The minister went on, “The husband and the wife lay down their separate lives, and take up a joint life, which, if they are truly married, shall be theirs forever. There is no marrying after death, but heaven is imaged in every true marriage on earth; for heaven is nothing but the joy of self-giving, and marriage is the supreme self-giving.

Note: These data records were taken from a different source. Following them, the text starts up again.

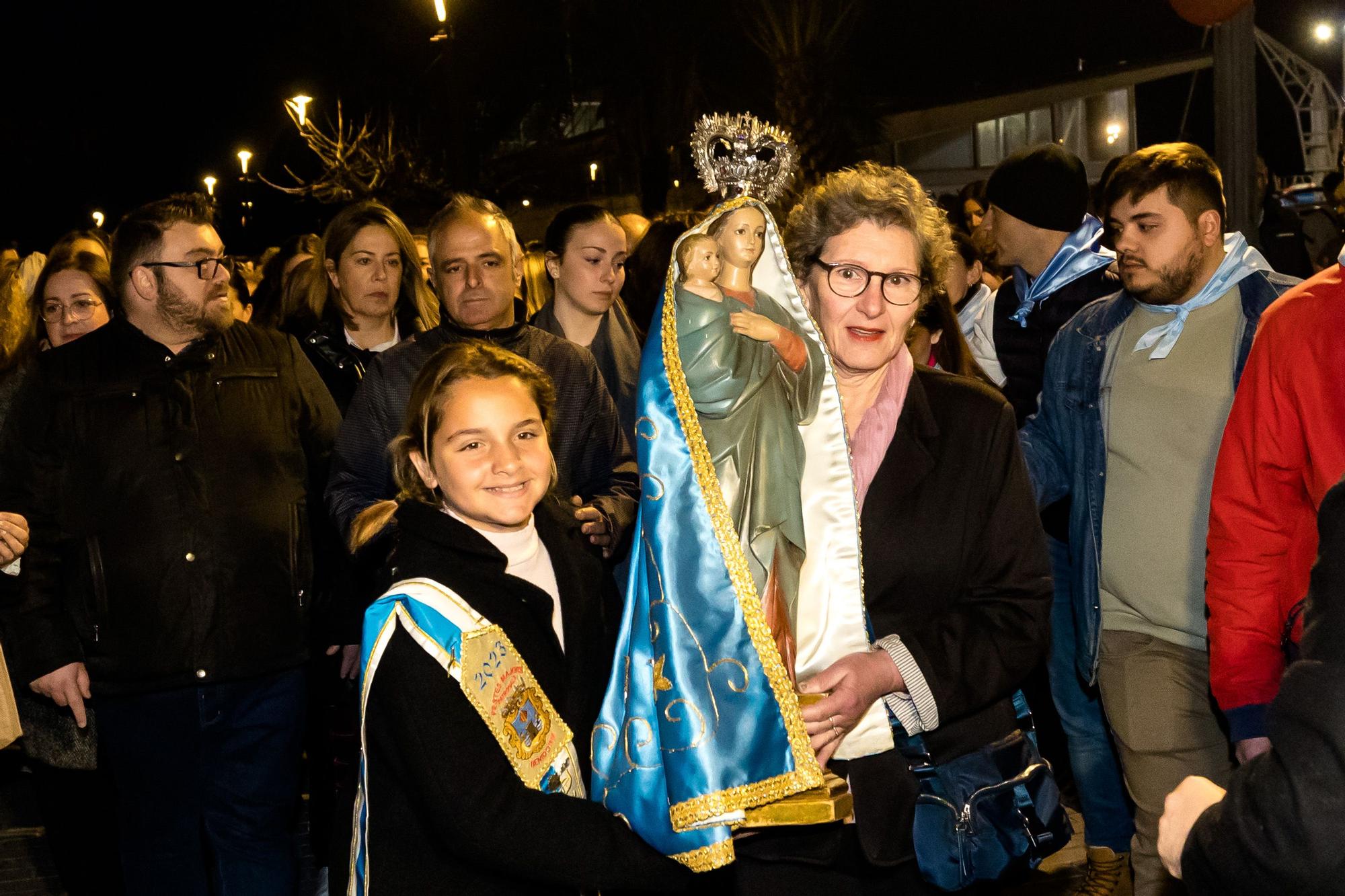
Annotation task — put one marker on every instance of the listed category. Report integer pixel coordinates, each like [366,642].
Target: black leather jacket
[170,501]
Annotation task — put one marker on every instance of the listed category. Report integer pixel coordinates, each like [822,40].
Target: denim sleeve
[1044,438]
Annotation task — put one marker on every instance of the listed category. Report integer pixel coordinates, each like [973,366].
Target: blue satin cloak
[700,717]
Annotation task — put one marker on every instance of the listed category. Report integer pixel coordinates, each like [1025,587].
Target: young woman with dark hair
[485,665]
[372,298]
[73,296]
[270,309]
[935,339]
[586,257]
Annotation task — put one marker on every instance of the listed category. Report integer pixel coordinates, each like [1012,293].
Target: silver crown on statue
[742,155]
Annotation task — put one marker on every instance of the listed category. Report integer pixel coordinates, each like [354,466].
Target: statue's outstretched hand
[755,326]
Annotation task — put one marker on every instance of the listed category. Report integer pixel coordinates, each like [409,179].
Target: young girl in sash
[484,667]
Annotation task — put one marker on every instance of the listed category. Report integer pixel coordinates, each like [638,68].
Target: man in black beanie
[1040,229]
[1039,225]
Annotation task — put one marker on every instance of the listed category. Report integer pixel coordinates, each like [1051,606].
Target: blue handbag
[987,814]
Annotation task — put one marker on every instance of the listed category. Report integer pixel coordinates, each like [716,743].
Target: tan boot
[1109,873]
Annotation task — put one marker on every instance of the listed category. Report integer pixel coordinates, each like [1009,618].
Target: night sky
[110,106]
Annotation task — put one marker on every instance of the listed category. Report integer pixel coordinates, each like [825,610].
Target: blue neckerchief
[1241,261]
[1081,255]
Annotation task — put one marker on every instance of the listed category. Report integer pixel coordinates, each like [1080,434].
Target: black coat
[170,503]
[340,364]
[954,563]
[447,810]
[1282,823]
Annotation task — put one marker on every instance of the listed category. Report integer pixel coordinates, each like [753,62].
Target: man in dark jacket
[1278,829]
[477,268]
[1137,392]
[1040,228]
[167,463]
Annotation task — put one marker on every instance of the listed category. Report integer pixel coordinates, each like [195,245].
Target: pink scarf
[879,424]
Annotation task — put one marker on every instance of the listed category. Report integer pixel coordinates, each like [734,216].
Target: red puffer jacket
[1284,447]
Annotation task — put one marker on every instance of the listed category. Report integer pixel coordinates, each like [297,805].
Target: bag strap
[918,754]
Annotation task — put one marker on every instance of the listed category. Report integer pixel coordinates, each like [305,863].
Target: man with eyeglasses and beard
[169,463]
[1136,395]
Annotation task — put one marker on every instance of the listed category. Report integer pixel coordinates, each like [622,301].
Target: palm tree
[802,40]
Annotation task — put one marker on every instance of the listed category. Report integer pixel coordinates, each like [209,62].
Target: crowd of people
[1091,435]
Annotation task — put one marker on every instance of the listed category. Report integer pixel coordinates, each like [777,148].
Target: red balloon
[1207,13]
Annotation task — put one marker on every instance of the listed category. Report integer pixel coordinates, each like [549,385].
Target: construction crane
[1319,108]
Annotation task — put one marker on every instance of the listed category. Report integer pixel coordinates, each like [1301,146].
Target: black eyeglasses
[848,282]
[206,268]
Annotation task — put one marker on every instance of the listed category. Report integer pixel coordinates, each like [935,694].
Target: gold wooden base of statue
[831,802]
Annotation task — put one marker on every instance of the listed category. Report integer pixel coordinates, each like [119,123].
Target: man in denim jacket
[1137,391]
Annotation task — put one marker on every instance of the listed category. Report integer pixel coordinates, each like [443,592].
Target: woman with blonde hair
[957,580]
[368,295]
[484,666]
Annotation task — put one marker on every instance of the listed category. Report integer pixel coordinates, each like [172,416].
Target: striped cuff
[914,708]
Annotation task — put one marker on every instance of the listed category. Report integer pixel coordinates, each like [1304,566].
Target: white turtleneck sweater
[529,560]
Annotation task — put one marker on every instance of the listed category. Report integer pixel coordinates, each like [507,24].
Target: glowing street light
[299,104]
[1325,33]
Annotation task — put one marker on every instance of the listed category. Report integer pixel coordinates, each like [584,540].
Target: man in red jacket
[1284,447]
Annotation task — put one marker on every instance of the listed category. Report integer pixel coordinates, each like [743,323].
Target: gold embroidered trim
[708,857]
[696,811]
[808,772]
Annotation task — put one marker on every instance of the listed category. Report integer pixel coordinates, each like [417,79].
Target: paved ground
[26,868]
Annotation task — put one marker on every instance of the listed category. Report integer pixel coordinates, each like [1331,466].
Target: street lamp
[1325,33]
[299,104]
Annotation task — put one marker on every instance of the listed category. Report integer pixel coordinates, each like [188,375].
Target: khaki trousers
[1167,727]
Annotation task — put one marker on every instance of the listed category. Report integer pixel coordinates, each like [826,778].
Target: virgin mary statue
[747,545]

We call the ceremony ‘getting married,’ he pursued, expanding with a certain pleasure in his theme, which was not, perhaps, very relevant to it; “but the living together, the adjustment of temperaments, the compromise of opinions, the reconciliation of tastes, is what we should call ‘getting married.’ I should wish you to remember that marriage is the giving up of self. That is its highest meaning. If it is not that, it is something so low as to be the unworthiest of all human relations. If you do not give up yourselves, if you insist upon what you think your rights against one another, you will be yokemates of perdition, and your marriage will be a hell. I suppose it is the dread of something like this in marriage that has created the celibate sects in all times and in all religions. But marriage is properly the death of the individual, and in its resurrection you will rise not as man and woman, but as one pair, in the unity of immortal love. I declare,” he broke off, “I don’t know what’s keeping my wife. I’m detaining you an unconscionable time. If you’ll excuse me, I’ll just go—” He started from his chair, and made a movement towards the door.